While the Krays and other criminal gangs represented the most sensational aspects of London's criminal underworld, the prostitutes who worked for them continued to take massive risks with their personal safety and face arrest and imprisonment on a daily basis. The most vulnerable of these women were those who worked in Soho, which had continued to be the heart of the red-light district. In the 1940s and 50s, the girls worked the streets in time-honoured fashion. With the introduction of the Sexual Offences Act 1956 and the Street Offences Act 1959, they were compelled to change their tactics.

The Sexual Offences Act criminalized any house or flat ‘resorted to or used by more than one woman for the purposes of prostitution' and made it illegal to live off immoral earnings (as in the case of Stephen Ward). Unfortunately, this law was no respecter of relationships, so anybody whom the woman supported – be it mother, children or boyfriend – was liable to the charge.
12
Meanwhile, the Street Offences Act was designed to force prostitutes off the street in much the same way as the Criminal Law Amendment Act of 1885. Under the Street Offences Act, a woman could be convicted of soliciting on the ‘uncorroborated word of a single policeman'. ‘Soliciting' was interpreted as covering ‘not only spoken words but also various movements of the face, body and limbs such as a smile, a wink, making a gesture and beckoning or wriggling the body in a way that indicates an invitation to prostitution'. After two cautions, a woman could be labelled ‘a common prostitute', a description which stayed on her record for life and could be read out in court, even during a rape or child-custody case.
13

Challenged by these draconian new regulations, London's whores and their pimps hit on a solution. Instead of patrolling the streets, they took single rooms referred to as ‘walk-ups' and advertised their services on the doorway, just as the Roman prostitutes had done two millennia earlier. There were new descriptions for old acts: ‘French polishing' (fellatio) was a favourite, while punters were also offered ‘French lessons' or tempted with a little postcard that announced ‘Large Chest for Sale'. Prostitutes employed a maid, often a retired prostitute, whose task was to usher the punter upstairs and see him out again after the transaction had been completed.
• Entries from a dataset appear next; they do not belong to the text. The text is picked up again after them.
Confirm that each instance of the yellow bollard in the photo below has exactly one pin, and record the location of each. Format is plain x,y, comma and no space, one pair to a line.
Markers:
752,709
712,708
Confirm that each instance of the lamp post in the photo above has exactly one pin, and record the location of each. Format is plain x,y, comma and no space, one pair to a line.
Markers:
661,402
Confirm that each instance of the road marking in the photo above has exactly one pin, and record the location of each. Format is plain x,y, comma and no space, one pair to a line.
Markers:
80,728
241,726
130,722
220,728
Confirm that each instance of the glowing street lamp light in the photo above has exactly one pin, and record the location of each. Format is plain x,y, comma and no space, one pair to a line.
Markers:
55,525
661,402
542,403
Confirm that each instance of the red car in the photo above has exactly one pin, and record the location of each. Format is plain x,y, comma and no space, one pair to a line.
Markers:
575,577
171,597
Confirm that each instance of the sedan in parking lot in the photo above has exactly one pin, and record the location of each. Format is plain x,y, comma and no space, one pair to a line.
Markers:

One woman who learnt her trade in Soho was Cynthia Payne, or ‘Madam Cyn'. But when the authorities began to crack down on prostitution in central London, she cannily moved her operation to the suburbs, far from prying eyes. However, even Cynthia did not escape detection. In 1978, police raided her house in Ambleside Avenue, Streatham. Inside, they found a cross between a vicarage tea party and an orgy in full swing, with queues of middle-aged and elderly men, including clergymen, MPs and lawyers, waiting to exchange their ‘luncheon vouchers' for food, drink, strip shows and a trip upstairs with the girl of their choice. Charged with running the biggest disorderly house in London, ‘Madam Cyn' was sentenced to eighteen months in prison (reduced on appeal to six months and a fine). Cynthia, whose motto really should have been ‘Help the Aged', swiftly became a national treasure, partly as a result of her brilliant soundbites: ‘I always seem to fall for policemen,' she commented. ‘After every raid I got a new boyfriend.' Cynthia was up in court again in 1987, on nine charges of controlling prostitutes. The thirteen-day trial kept the nation entertained with tales of sex capers, slaves, transvestites and undercover policemen while many establishment figures sympathized with her plight, such as the Conservative MP Geoffrey Dickens who found it ‘astounding that all this public money should be poured into bringing these charges'. When, after just five hours of deliberation, the jury acquitted Cynthia of all charges the courtroom burst into applause. In a trial costing £117,000, the judge ordered costs to be paid from central funds, and Cynthia's £5000 legal aid costs to be reimbursed. As Cynthia emerged from court, she told a crowd of over a hundred well-wishers, ‘This is a victory for common sense. But I have to admit all this has put me off having parties for a bit.'
14

‘Madam Cyn' (Cynthia Payne), the bawd of Streatham, leaving court in 1987.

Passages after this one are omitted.